DATA LAKE
Data Lake is a storage repository that cheaply stores vast raw data in its native format.
It consists of current and historical data dumps in various formats, including XML, JSON, CSV, Parquet, etc.
Drawbacks in Data Lake
- Doesn’t provide Atomicity — No all or nothing, it may end up storing corrupt data.
- No Quality Enforcement — It creates inconsistent and unusable data.
- No Consistency/Isolation — It’s impossible to read and append when an update occurs.
DELTA LAKE
Delta Lake allows us to incrementally improve the quality until it is ready for consumption. Data flows like water in Delta Lake from one stage to another stage (Bronze -> Silver -> Gold).
- Delta lake brings full ACID transactions to Apache Spark. That means jobs will either be complete or not at all.
- Delta is open-sourced by Apache.
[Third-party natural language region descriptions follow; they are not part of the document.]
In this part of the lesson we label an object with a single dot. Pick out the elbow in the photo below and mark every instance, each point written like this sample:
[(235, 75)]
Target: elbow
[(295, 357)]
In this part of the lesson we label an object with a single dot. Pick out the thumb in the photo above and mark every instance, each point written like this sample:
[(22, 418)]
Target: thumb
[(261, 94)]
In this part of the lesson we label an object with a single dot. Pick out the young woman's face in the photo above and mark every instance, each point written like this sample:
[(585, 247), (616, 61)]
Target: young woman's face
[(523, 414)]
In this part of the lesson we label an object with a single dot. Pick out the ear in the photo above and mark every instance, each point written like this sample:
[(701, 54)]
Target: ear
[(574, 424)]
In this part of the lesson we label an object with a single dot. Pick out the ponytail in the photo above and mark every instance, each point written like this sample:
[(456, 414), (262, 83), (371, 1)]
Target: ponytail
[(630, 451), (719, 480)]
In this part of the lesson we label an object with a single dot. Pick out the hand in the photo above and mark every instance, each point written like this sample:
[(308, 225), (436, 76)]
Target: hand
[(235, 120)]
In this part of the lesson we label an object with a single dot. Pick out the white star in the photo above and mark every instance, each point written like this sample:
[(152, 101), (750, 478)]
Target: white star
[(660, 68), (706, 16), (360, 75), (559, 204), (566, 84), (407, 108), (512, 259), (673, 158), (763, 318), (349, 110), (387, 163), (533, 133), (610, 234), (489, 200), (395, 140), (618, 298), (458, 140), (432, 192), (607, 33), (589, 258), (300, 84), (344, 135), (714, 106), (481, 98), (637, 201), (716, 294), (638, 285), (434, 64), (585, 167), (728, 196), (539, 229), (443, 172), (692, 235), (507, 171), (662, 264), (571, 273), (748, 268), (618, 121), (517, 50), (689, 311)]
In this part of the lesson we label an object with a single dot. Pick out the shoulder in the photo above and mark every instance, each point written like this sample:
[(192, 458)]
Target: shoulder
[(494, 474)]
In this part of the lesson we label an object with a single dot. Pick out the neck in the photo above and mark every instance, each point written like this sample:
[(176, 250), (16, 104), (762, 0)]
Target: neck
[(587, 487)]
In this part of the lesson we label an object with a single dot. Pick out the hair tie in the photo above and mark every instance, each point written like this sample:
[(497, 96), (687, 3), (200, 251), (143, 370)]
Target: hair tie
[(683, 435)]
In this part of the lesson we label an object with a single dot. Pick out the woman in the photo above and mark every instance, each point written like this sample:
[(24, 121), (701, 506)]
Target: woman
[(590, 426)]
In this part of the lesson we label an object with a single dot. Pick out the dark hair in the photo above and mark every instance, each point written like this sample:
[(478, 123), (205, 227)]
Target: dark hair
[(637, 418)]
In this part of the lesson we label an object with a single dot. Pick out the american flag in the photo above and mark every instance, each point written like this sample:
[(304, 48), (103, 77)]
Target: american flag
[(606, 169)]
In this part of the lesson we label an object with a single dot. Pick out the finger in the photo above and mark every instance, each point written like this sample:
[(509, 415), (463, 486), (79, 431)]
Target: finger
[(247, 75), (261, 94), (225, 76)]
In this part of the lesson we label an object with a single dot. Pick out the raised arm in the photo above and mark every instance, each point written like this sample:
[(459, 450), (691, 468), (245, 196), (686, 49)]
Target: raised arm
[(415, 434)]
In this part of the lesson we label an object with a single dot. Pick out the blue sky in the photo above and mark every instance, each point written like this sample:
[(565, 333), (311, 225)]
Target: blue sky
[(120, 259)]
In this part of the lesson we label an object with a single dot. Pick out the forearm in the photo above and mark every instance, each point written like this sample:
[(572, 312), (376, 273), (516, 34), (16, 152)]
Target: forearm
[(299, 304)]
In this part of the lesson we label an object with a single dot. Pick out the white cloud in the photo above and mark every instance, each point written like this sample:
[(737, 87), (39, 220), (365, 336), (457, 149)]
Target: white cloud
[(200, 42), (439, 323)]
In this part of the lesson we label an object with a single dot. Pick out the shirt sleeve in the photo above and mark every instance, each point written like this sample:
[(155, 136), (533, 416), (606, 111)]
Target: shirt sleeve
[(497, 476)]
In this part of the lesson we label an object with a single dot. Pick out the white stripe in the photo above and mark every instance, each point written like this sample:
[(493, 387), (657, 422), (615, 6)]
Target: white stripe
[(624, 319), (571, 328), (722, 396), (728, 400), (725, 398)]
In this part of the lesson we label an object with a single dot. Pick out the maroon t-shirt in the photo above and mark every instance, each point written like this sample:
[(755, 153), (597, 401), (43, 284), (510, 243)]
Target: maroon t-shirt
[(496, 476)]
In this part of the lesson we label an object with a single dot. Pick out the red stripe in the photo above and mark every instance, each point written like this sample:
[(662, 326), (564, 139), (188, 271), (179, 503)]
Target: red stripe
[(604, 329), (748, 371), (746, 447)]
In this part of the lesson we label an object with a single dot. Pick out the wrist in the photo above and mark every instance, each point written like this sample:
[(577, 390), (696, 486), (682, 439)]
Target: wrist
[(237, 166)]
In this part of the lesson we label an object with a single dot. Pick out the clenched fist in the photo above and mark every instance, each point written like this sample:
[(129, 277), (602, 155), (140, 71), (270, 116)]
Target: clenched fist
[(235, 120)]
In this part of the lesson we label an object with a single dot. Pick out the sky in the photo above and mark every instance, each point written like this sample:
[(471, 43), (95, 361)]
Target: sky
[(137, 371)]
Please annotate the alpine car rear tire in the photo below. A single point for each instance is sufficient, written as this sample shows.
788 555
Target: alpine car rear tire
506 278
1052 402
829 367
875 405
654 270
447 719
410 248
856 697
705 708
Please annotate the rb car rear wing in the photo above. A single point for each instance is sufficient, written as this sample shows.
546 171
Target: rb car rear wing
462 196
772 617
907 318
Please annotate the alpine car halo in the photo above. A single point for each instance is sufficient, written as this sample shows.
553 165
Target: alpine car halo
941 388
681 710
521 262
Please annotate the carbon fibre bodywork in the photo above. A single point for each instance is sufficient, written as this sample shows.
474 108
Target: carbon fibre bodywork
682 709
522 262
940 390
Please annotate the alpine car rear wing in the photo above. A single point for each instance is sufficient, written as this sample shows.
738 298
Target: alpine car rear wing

You can store a large amount of data without worrying about locking.
- Delta lake is deeply powdered by Apache Spark, meaning the Spark jobs (batch/stream) can be converted without writing those from scratch.
Delta Lake Architecture
Delta Lake Architecture
Bronze Tables
Data may come from various sources, which could be Dirty. Thus, It is a dumping ground for raw data.
Silver Tables
Consists of Intermediate data with some cleanup applied.
It is Queryable for easy debugging.
Gold Tables
It consists of clean data, which is ready for consumption.